By 1914 Richard had become Liberal candidate for S.E. St Pancras, but when the War came he volunteered and became an officer in the Loyal North Lancashire Regiment. His younger brother was killed in October 1914, and Richard went to Gallipoli in the following year, and then to Egypt. Celia was expecting a child ...our hopes for family which had been disappointed many times were just being revived.
The liners on which they moved had good libraries and he re-read many of the English classics and was most happy when he read his favourite "Love in the Valley". Meredith’s descriptions of English scenery brought back the beautiful places we had seen together.

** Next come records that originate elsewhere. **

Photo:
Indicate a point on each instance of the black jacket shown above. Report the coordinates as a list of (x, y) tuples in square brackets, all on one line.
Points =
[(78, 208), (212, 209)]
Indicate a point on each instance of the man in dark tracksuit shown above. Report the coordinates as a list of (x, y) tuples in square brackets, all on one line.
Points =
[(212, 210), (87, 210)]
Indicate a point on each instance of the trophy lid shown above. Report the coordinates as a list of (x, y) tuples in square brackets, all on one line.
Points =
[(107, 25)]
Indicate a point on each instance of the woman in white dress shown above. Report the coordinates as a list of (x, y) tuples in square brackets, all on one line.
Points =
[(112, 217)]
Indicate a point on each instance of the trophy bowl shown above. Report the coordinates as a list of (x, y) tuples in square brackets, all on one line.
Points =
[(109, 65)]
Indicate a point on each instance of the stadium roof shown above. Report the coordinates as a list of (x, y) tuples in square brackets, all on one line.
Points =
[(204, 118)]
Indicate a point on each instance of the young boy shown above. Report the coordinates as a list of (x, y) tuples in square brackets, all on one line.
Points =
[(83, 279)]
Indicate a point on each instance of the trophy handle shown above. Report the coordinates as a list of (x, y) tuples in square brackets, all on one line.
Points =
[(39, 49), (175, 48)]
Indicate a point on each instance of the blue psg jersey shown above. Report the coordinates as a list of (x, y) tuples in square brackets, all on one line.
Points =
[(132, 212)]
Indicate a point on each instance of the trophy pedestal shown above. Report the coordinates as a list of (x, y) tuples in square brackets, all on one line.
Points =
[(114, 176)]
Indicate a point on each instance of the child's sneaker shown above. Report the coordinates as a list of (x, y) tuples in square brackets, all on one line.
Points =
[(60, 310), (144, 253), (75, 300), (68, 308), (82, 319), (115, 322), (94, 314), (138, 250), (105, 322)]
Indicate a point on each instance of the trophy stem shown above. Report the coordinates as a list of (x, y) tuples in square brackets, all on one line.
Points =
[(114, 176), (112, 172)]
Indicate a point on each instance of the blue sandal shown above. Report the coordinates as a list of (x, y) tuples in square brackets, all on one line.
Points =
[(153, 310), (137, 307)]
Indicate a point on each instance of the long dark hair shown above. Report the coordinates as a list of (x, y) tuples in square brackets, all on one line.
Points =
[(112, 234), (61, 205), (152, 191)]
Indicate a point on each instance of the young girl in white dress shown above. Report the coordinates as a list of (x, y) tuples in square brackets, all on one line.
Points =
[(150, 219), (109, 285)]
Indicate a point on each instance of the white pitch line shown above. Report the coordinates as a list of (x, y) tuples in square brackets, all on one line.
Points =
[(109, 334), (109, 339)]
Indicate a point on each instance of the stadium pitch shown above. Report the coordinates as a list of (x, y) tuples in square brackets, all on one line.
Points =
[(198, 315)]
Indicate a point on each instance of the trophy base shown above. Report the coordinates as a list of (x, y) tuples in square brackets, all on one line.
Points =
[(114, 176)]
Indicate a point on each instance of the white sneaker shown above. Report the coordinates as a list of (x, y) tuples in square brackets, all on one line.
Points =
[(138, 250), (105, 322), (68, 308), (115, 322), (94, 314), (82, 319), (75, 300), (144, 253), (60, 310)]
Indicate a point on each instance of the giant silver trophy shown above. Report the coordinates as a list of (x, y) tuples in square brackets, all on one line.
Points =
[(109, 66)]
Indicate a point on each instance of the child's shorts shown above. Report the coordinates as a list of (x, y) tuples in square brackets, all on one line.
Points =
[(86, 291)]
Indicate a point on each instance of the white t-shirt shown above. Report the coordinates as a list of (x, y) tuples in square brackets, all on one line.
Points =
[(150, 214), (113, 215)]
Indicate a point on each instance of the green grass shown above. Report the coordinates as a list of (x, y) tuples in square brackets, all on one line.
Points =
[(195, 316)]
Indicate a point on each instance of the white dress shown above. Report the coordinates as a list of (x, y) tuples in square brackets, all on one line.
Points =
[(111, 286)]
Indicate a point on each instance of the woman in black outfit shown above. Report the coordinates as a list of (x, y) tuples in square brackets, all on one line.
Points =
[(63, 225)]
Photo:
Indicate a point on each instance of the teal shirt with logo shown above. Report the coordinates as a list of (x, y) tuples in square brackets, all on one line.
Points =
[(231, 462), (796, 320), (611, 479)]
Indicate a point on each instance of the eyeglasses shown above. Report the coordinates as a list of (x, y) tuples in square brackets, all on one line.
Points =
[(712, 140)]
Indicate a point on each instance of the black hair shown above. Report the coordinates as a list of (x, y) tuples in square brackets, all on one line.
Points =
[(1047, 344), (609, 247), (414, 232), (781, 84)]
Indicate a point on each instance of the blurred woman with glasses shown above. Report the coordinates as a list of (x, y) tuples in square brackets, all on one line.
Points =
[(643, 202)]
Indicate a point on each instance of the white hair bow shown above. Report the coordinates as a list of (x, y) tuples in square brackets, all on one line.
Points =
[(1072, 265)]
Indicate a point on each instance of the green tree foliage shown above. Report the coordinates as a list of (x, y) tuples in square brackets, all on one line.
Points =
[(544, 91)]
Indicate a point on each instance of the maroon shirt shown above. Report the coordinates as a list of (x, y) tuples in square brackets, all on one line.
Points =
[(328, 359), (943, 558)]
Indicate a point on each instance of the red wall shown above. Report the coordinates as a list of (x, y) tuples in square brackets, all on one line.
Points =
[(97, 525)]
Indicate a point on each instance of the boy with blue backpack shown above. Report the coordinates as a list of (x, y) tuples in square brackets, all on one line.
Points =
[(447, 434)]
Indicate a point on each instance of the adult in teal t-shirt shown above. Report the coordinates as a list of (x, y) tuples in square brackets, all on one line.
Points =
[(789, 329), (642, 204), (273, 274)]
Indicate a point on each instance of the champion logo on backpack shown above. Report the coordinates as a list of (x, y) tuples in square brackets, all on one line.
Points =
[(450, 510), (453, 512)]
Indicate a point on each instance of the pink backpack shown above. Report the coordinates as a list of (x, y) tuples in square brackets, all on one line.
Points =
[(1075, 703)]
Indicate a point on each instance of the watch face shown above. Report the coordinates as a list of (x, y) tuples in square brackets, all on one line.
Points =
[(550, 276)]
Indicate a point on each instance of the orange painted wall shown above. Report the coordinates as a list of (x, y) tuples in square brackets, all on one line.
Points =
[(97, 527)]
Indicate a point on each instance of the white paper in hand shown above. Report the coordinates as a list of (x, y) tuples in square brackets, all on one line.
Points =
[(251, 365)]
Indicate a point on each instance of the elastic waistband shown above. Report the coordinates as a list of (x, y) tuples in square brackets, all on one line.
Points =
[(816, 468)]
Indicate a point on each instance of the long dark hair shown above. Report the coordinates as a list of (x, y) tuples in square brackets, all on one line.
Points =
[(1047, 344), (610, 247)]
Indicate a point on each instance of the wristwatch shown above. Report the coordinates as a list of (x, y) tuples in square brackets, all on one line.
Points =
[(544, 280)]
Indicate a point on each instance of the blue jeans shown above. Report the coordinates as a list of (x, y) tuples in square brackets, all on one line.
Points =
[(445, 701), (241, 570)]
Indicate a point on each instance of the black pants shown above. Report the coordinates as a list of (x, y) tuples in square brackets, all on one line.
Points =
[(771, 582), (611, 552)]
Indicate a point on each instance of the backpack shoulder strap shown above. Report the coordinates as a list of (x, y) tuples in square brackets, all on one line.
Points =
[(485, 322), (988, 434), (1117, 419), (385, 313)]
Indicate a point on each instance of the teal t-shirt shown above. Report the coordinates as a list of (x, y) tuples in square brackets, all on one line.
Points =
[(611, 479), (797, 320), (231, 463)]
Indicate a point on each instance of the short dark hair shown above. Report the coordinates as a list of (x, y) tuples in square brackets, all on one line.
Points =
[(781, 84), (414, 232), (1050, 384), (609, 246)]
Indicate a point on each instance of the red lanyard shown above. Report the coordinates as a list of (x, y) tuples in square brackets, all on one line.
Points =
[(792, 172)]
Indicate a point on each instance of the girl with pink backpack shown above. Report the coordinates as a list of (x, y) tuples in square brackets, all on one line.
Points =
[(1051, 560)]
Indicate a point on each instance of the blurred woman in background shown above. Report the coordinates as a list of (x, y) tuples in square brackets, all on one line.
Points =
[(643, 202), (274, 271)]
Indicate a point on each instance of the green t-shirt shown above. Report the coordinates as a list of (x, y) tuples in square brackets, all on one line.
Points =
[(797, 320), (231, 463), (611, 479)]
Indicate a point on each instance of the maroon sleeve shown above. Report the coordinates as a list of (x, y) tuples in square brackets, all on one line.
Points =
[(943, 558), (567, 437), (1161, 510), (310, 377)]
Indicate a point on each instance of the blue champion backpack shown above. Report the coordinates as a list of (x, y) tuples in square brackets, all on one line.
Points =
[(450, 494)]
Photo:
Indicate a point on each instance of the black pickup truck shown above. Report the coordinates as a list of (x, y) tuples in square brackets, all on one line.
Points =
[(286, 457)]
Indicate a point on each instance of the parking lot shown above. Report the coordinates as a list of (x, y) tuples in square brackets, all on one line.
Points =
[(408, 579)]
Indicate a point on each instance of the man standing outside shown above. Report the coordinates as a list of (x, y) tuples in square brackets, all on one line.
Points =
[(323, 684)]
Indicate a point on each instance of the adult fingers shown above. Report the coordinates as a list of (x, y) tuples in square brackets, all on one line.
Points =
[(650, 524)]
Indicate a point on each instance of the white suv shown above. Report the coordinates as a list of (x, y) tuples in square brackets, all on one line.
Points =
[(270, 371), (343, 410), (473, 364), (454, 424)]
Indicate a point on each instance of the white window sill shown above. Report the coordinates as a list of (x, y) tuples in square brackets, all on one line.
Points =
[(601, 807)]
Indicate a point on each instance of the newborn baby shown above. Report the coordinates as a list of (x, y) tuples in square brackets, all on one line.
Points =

Next he went to Mesapotamia where conditions were appalling. After bouts of malaria, sand fly fever, colitis and suffering from the effects of the heat and anæmia, he was sent to do an administrative job at Campbellpore in India on the N.W. Frontier where he was appointed cantonment magistrate. He visited Peshawar and the Khyber Pass where he saw a camel train with thousands of camels bringing families down for the cold weather. When in India he received a cable from Celia saying that he had a son.
In 1917, when again in Mesapotamia, while his troops were pushing the Turks back beyond Baghdad, he was seriously wounded with a shot through the lung which put him out of the war. Richard was back in England by August, 1917.
At the suggestion of Mr. Seebohm Rowntree, Lloyd George arranged for my being seconded to the newly formed Ministry of Reconstruction of which Dr. (later Lord) Addison was Minister, for the purpose of working out the problems of post war housing.
In 1918 he read his housing paper to the Town Planning Institute (see list of publications below), and in the years following spoke on housing at meetings all over the country. He was made Chairman of the Conference on Christian Politics, Economics and Citizenship (COPEC).
In 1918 he received a deputation from 3 members of the Executive Committee of the Garden Cities and Town Planning Association asking him to become Chairman. This became the main interest of his life. He also served on the Unhealthy Area Committee under Neville Chamberlain 1919-20. Another interest was in the control of drunkenness through the Temperance Legislation League which campaigned for state control of the alcohol trade.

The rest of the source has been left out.